One of the difficulties of teaching history –- and teaching Big History, in particular –- is conveying a sense of the time scale, which ranges from the 50,000-year time span of modern humans to the 13.7 billion-year history of the universe, Alvarez said. Human history compared to cosmic history is like “a postage stamp relative to the whole size of the United States.”

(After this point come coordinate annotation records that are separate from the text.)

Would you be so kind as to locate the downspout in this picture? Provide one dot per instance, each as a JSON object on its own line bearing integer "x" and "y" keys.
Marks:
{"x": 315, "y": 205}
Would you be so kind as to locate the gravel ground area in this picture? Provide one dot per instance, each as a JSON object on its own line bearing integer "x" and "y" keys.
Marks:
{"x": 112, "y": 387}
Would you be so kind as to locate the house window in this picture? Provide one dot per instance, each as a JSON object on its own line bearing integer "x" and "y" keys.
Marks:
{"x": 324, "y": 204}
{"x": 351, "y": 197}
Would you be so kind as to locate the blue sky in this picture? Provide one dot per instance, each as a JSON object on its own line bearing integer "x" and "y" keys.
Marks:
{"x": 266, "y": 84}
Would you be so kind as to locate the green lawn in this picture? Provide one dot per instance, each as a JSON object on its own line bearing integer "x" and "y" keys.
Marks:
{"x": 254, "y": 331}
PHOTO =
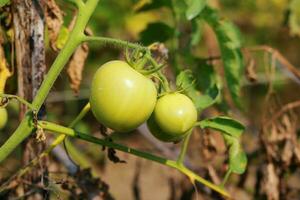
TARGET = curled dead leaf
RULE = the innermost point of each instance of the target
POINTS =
(76, 66)
(54, 21)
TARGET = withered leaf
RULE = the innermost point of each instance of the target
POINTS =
(4, 70)
(54, 21)
(76, 66)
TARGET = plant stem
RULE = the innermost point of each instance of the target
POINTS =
(115, 42)
(71, 132)
(58, 140)
(180, 160)
(226, 177)
(76, 36)
(21, 100)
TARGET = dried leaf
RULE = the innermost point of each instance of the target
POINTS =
(271, 183)
(4, 70)
(76, 66)
(54, 21)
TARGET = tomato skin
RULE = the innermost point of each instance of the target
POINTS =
(3, 117)
(174, 115)
(121, 98)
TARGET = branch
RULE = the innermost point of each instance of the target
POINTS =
(115, 42)
(284, 62)
(72, 133)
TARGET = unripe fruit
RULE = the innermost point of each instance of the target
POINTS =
(121, 98)
(174, 115)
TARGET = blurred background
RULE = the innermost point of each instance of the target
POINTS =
(270, 31)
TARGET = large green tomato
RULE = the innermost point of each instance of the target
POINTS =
(121, 98)
(174, 115)
(3, 117)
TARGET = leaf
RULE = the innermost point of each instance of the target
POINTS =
(229, 40)
(196, 32)
(154, 4)
(233, 65)
(194, 8)
(294, 17)
(224, 124)
(237, 157)
(54, 21)
(186, 81)
(229, 34)
(156, 32)
(3, 2)
(62, 37)
(76, 66)
(5, 72)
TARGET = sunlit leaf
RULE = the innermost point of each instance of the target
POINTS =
(229, 40)
(155, 4)
(156, 32)
(196, 32)
(294, 17)
(194, 8)
(237, 157)
(62, 37)
(224, 124)
(187, 82)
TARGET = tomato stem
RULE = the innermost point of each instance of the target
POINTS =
(115, 42)
(26, 127)
(21, 100)
(184, 146)
(78, 3)
(58, 140)
(226, 177)
(52, 127)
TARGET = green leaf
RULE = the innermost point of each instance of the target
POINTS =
(62, 37)
(194, 8)
(237, 157)
(155, 4)
(233, 67)
(229, 34)
(3, 2)
(294, 17)
(186, 81)
(224, 124)
(229, 39)
(156, 32)
(196, 32)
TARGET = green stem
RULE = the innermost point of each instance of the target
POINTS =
(76, 36)
(114, 42)
(180, 160)
(58, 140)
(78, 3)
(71, 132)
(21, 100)
(226, 177)
(82, 113)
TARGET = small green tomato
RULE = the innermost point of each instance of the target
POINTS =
(174, 115)
(121, 98)
(3, 117)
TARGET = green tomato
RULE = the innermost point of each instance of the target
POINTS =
(174, 115)
(121, 98)
(3, 117)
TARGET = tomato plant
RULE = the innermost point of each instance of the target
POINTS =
(174, 115)
(3, 117)
(121, 98)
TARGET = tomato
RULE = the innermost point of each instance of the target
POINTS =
(174, 115)
(3, 117)
(121, 98)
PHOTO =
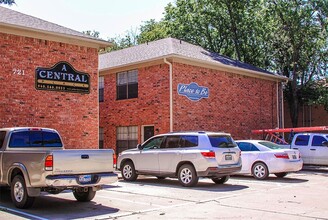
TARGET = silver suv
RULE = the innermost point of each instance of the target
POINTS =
(185, 155)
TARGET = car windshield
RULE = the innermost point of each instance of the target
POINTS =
(270, 145)
(221, 141)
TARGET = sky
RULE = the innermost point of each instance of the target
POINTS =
(111, 18)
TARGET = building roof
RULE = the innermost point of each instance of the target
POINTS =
(171, 47)
(13, 19)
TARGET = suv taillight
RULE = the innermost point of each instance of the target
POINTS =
(114, 159)
(208, 154)
(48, 163)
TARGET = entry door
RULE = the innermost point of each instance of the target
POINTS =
(148, 132)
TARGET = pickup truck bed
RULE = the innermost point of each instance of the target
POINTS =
(33, 160)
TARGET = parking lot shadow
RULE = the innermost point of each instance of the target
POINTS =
(52, 207)
(272, 178)
(201, 185)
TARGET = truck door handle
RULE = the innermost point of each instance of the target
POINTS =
(84, 156)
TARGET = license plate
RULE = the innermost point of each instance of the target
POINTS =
(85, 178)
(228, 157)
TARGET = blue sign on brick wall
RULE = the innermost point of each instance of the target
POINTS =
(193, 91)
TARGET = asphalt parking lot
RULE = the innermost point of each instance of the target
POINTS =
(301, 195)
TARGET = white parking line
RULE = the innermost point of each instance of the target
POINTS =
(135, 202)
(23, 214)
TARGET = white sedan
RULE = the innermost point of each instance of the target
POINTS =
(261, 158)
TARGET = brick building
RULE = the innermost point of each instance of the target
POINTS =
(171, 85)
(49, 78)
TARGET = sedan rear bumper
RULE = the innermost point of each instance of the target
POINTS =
(286, 166)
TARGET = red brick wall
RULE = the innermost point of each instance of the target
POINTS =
(308, 116)
(150, 108)
(236, 104)
(74, 115)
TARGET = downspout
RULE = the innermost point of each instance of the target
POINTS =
(171, 94)
(278, 106)
(282, 106)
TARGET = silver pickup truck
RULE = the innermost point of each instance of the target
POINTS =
(33, 160)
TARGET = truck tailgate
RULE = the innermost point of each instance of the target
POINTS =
(82, 161)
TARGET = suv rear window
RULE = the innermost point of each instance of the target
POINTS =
(34, 139)
(221, 141)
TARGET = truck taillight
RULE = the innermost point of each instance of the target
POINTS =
(48, 163)
(209, 154)
(281, 155)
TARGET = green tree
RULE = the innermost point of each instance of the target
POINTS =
(234, 28)
(299, 48)
(152, 30)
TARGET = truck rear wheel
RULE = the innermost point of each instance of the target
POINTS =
(84, 196)
(19, 194)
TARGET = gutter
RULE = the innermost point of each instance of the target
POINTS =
(171, 94)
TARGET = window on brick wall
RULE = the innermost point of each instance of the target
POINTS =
(126, 138)
(101, 88)
(101, 138)
(127, 85)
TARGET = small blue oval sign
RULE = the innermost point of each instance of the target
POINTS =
(193, 91)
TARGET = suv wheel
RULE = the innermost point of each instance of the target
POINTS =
(280, 175)
(187, 175)
(128, 172)
(220, 180)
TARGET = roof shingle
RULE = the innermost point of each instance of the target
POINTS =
(165, 48)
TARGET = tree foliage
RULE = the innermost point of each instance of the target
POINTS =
(299, 46)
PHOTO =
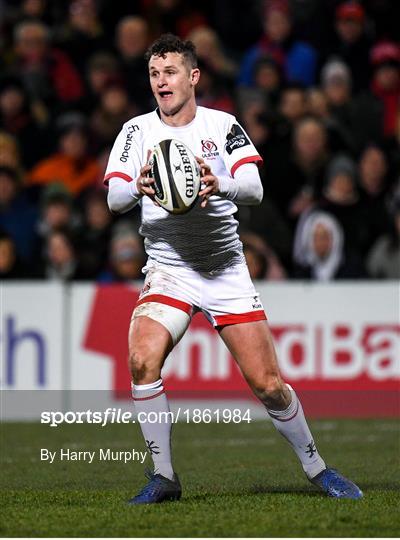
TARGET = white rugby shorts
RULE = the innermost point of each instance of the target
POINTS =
(226, 297)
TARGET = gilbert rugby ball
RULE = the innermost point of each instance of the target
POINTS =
(176, 174)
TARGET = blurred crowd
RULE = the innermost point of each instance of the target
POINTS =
(315, 84)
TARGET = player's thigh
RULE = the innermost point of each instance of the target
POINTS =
(252, 347)
(149, 345)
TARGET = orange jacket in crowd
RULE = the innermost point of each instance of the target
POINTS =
(74, 175)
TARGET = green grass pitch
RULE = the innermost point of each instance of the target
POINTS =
(238, 480)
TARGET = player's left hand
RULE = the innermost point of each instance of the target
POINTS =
(210, 183)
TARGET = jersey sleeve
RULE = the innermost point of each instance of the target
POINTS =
(238, 148)
(124, 160)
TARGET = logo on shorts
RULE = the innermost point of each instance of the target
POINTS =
(209, 149)
(312, 449)
(146, 287)
(152, 447)
(235, 139)
(256, 304)
(178, 167)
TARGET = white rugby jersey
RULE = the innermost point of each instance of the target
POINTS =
(204, 239)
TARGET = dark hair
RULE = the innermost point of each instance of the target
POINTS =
(170, 43)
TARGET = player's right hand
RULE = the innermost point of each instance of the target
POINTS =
(144, 182)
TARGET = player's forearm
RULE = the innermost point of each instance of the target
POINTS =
(122, 195)
(244, 188)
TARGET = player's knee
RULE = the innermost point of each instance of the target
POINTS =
(273, 393)
(143, 364)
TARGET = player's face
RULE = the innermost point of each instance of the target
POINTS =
(172, 82)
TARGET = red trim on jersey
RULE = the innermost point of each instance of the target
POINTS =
(116, 175)
(149, 397)
(167, 300)
(251, 316)
(250, 159)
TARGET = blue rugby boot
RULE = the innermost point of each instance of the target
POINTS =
(336, 485)
(159, 489)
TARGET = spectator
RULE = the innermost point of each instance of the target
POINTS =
(353, 121)
(341, 199)
(211, 92)
(177, 16)
(18, 119)
(298, 58)
(293, 103)
(82, 34)
(209, 50)
(47, 72)
(57, 212)
(112, 112)
(11, 266)
(18, 215)
(268, 78)
(310, 156)
(126, 257)
(132, 40)
(317, 103)
(372, 173)
(61, 260)
(261, 260)
(319, 252)
(96, 233)
(351, 43)
(71, 165)
(9, 152)
(383, 260)
(102, 69)
(385, 58)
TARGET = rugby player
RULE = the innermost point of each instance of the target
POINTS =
(196, 263)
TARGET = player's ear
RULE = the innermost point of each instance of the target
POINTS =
(194, 76)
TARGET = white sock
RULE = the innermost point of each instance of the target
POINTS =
(291, 423)
(151, 398)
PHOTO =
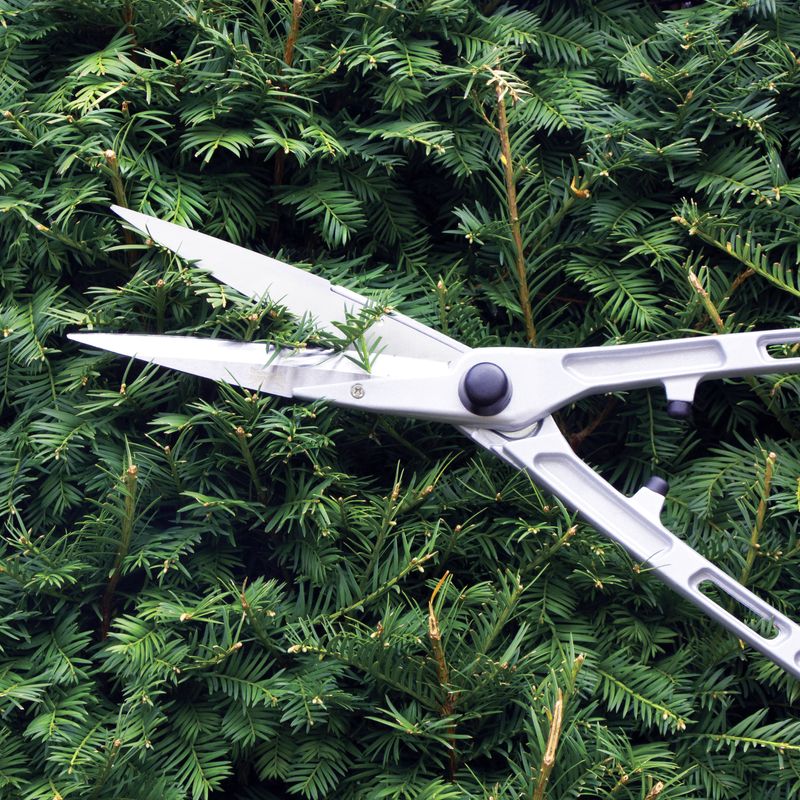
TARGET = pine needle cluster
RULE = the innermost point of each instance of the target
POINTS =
(207, 593)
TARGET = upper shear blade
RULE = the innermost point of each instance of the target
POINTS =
(257, 276)
(246, 364)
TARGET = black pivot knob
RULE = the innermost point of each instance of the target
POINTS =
(657, 485)
(485, 389)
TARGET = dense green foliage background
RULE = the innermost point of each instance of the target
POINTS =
(206, 593)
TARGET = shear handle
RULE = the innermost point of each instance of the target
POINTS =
(634, 523)
(678, 364)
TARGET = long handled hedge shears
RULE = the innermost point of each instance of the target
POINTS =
(501, 397)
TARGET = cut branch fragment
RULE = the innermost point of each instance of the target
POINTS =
(549, 758)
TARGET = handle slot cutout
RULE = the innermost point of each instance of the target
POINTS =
(763, 626)
(780, 350)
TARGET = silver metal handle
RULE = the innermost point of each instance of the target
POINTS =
(634, 523)
(543, 380)
(679, 364)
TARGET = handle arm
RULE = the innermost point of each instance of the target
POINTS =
(679, 364)
(634, 523)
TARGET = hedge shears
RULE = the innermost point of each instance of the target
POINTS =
(500, 397)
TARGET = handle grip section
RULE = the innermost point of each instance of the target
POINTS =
(634, 524)
(680, 364)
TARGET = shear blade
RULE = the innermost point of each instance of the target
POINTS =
(258, 276)
(246, 364)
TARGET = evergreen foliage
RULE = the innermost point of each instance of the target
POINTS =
(206, 593)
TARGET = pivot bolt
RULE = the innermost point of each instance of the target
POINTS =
(485, 389)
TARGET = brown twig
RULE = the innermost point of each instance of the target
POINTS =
(761, 512)
(549, 758)
(129, 513)
(751, 380)
(443, 673)
(577, 439)
(513, 214)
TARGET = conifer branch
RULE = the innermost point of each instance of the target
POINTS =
(242, 436)
(443, 673)
(513, 214)
(751, 380)
(129, 480)
(761, 511)
(549, 757)
(288, 58)
(414, 565)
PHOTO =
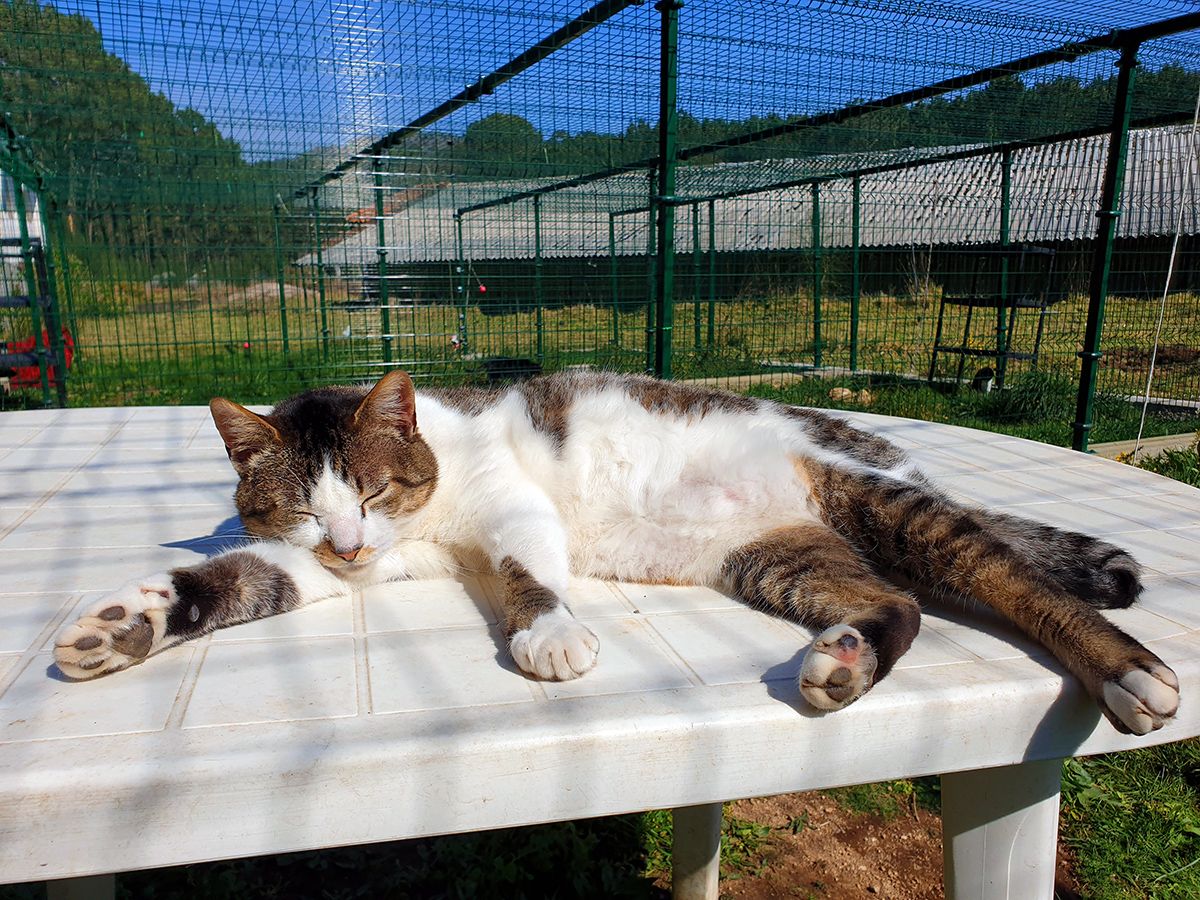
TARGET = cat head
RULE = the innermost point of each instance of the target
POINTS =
(337, 471)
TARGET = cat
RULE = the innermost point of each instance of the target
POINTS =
(625, 478)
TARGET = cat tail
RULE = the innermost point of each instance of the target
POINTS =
(917, 532)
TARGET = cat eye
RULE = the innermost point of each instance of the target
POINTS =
(377, 493)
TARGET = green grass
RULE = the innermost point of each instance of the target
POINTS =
(1133, 822)
(1037, 406)
(1182, 465)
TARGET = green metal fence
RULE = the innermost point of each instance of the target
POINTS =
(857, 203)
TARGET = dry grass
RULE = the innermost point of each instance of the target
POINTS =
(172, 335)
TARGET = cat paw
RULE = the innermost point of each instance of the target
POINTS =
(1143, 700)
(556, 647)
(118, 630)
(838, 669)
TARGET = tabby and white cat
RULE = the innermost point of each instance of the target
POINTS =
(624, 477)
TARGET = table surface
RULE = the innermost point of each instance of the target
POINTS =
(396, 713)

“With ChronoZoom, you are browsing history, not digging it out piece by piece,” said Alvarez, a Professor of the Graduate School in the Department of Earth and Planetary Science. (…)
ChronoZoom is a visualization tool allowing for the first time people to mash up data from all sorts of different places in different formats enabling new insights that would never have been possible before.”
— ChronoZoom: A deep dive into the history of everything
See also:
David Christian: Big History Project | TED
‘Backed by stunning illustrations, David Christian narrates a complete history of the universe, from the Big Bang to the Internet, in a riveting 18 minutes. This is “Big History”: an enlightening, wide-angle look at complexity, life and humanity, set against our slim share of the cosmic timeline.”
— David Christian, David Christian: Big history, TED, March 2011.